The latest "Private Eye" has a long item on Glencore.

CityUnslicker said...

Why on earth they bought Xtrata at the top of the market will be what comes back to haunt them.

Doubt the Yanks will let it go down though...too Lehman-esque.

Anonymous said...

There are a few Lehman employees who have changed careers. They are now in the HoC overseeing banking and other regulation.
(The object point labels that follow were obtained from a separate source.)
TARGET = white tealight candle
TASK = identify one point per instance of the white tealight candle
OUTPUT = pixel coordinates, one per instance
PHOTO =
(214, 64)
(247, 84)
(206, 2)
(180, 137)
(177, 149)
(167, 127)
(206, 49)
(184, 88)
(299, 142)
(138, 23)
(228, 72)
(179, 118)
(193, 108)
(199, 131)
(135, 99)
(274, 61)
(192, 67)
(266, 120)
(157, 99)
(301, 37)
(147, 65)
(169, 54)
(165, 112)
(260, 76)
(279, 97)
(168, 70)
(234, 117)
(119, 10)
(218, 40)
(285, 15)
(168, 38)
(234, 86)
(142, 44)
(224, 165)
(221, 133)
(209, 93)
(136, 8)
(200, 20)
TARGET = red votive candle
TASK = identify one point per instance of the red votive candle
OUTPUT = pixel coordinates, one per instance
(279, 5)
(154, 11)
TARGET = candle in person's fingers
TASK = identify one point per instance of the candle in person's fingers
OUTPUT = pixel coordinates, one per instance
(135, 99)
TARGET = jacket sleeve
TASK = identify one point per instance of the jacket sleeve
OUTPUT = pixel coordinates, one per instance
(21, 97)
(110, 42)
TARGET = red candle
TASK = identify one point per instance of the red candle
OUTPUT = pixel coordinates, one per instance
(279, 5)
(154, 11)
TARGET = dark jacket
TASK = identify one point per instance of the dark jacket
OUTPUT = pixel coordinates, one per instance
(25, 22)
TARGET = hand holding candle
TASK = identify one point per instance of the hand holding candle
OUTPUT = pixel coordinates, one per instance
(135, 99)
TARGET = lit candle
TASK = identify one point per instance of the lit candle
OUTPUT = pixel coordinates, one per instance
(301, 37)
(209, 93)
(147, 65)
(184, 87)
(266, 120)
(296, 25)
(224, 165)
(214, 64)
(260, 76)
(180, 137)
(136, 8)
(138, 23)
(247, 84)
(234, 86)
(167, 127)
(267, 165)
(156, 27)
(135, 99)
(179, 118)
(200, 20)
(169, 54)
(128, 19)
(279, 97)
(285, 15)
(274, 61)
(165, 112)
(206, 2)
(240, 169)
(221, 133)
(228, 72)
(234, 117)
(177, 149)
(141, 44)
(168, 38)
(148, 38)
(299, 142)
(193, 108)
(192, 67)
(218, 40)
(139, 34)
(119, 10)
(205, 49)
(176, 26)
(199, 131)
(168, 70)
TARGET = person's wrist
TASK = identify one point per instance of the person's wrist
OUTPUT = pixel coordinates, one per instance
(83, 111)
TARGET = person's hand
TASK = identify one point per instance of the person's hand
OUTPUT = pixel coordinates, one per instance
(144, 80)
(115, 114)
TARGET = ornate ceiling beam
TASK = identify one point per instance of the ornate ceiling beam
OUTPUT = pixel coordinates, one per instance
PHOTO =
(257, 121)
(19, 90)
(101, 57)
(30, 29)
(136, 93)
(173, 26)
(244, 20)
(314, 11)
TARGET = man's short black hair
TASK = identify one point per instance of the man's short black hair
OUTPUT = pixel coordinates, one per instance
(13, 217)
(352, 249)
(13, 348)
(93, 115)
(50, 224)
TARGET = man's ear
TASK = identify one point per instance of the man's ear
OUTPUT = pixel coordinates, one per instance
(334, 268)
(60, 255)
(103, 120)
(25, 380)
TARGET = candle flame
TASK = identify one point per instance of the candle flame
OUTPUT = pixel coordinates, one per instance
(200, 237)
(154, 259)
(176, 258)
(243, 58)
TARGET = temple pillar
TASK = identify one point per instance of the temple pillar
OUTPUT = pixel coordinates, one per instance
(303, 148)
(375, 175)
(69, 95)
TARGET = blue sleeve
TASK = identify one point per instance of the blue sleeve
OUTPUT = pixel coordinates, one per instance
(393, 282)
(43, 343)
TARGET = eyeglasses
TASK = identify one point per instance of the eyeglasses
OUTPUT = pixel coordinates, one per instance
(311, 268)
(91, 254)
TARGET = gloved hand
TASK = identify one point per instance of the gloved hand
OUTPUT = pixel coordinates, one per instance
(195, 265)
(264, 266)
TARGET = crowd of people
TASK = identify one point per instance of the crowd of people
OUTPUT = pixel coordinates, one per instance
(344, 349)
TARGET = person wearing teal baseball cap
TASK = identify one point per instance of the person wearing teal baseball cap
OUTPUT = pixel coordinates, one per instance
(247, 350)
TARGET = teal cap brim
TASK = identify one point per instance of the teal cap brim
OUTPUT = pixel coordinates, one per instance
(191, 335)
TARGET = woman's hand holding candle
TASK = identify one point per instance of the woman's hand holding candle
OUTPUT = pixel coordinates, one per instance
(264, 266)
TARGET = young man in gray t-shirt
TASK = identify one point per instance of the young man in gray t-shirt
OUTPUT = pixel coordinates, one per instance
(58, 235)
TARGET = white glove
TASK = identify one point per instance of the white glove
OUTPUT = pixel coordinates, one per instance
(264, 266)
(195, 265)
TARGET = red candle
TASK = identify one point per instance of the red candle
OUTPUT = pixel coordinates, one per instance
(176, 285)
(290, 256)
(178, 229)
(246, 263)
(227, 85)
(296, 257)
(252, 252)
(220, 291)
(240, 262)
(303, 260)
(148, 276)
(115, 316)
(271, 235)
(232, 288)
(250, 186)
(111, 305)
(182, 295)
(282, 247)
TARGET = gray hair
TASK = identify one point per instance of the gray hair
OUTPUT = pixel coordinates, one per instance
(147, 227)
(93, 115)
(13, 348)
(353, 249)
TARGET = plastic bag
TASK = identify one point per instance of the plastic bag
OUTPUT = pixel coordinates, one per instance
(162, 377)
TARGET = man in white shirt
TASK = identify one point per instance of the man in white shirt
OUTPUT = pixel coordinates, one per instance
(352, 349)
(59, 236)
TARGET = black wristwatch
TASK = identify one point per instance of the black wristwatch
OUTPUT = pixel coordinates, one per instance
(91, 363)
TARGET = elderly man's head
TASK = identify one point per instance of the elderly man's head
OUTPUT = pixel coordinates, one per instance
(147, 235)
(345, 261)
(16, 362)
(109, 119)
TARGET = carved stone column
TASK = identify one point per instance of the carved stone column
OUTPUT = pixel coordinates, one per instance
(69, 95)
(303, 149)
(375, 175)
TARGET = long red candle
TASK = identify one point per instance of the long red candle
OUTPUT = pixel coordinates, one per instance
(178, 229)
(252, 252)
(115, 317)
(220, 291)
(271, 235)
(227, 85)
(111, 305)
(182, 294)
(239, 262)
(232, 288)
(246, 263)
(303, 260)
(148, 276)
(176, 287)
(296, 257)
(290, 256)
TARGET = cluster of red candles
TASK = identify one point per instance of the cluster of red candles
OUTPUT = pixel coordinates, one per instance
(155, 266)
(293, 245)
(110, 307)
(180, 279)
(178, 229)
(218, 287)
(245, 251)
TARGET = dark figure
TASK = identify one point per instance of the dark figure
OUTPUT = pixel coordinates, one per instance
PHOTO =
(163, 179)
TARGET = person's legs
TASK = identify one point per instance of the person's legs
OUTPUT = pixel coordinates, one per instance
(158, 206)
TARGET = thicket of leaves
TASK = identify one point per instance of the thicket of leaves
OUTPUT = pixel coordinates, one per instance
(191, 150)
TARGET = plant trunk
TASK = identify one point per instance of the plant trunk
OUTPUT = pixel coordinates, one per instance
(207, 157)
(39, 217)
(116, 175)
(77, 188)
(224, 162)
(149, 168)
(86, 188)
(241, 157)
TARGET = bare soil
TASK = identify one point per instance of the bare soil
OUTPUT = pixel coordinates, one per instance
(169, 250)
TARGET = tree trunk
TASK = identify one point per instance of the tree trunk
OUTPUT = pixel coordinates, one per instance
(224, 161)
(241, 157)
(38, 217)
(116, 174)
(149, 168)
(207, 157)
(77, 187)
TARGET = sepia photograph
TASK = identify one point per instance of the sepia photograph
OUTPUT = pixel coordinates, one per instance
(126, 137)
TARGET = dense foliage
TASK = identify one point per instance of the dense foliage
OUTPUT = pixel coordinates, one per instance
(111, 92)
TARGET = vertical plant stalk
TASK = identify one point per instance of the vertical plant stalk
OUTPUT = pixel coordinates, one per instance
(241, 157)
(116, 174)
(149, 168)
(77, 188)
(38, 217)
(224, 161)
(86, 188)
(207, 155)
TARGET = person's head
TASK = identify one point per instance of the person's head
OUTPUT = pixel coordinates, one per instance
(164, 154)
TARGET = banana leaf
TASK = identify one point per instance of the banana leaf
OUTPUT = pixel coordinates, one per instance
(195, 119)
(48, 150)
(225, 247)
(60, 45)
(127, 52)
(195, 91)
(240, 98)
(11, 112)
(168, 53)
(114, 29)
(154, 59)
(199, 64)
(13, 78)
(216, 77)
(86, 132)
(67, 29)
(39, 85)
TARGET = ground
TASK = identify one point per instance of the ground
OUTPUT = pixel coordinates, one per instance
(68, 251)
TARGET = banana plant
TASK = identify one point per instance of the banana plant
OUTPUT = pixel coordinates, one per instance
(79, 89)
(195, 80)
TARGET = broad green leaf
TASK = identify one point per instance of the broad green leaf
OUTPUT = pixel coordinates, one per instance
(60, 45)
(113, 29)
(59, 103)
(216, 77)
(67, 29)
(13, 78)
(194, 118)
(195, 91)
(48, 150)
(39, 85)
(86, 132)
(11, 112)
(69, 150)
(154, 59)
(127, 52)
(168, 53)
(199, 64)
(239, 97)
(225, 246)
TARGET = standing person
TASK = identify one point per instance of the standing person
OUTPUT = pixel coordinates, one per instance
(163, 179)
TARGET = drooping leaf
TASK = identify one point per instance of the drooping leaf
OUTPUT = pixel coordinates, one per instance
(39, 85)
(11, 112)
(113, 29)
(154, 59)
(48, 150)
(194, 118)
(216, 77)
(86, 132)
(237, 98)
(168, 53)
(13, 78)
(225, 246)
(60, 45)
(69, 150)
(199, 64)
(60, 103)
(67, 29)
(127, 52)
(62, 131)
Who better to understand how to shaft the system.

James Higham said...

Under-capitalization and profit sound a lot to me like greed.

Nick Drew said...

depends when you get out, James!

plenty of the Enron types, including some of those at the very top, didn't cash up in time

andrew said...


I thought enron fell due to just one too many slightly dodgy but individually legal off balance sheet manipulations that taken all together gave a completely false picture of the company's finances
- and running out of money pushed them over the edge?

Nick Drew said...

andrew - they were always out of money:

(1) only ever borderline investment grade: and staying IG is 100% necessary to do derivatives and long-term deals, which were the key profit-earners

(2) taking MTM profits (entirely legitimate) on very long-term deals - great for the bottom line + share price but does nothing for cash-flow

(3) expanding like crazy (10-15%) for year after year after year, which exacerbated the situation

(4) no-one willing to call a halt to growth for a period of consolidation, because it was a 'growth stock'

So - the growing gap between profits and cash couldn't be bridged by borrowing. "Individually legal off balance sheet manipulations is corrrect - some of the cleverest securitisations ever seen, the banks were gobsmacked by the creativity of what Enron was inviting them to buy into, gaining access to AAA funds in ways that were pretty smart, and (to start with) entirely legitimate, legally and *economically*

and yes, eventually they ran out of road; the cash-gap got bigger; the financing deals necessarily got flakier (all the while with banks clamouring to participate!!); the pretence couldn't be maintained, and - splat

Lesson: to be a market-maker you need AA credit-rating, and the capital that goes with it! It's a capital-intensive business: traditionally in terms of steel & concrete or, if you are doing energy the Enron way ("asset-lite"), risk-capital

here endeth the first lesson - the first and always the most important

Anonymous said...

How much money did Glencore insiders make at float time? Looks like a case of greater mug theory?

BTW what does CU think about an EMED dabble at 3.5p - or is that unprintable?

Steven_L said...

The way I see it, UK pension savers are basically being fleeced as they tend to more or less track the FTSE - which is ridden with these commodities firms that appear to just nick money from their shareholders.

Look at FTSE all share performance against the S&P500, or FTSE100 against DJIA.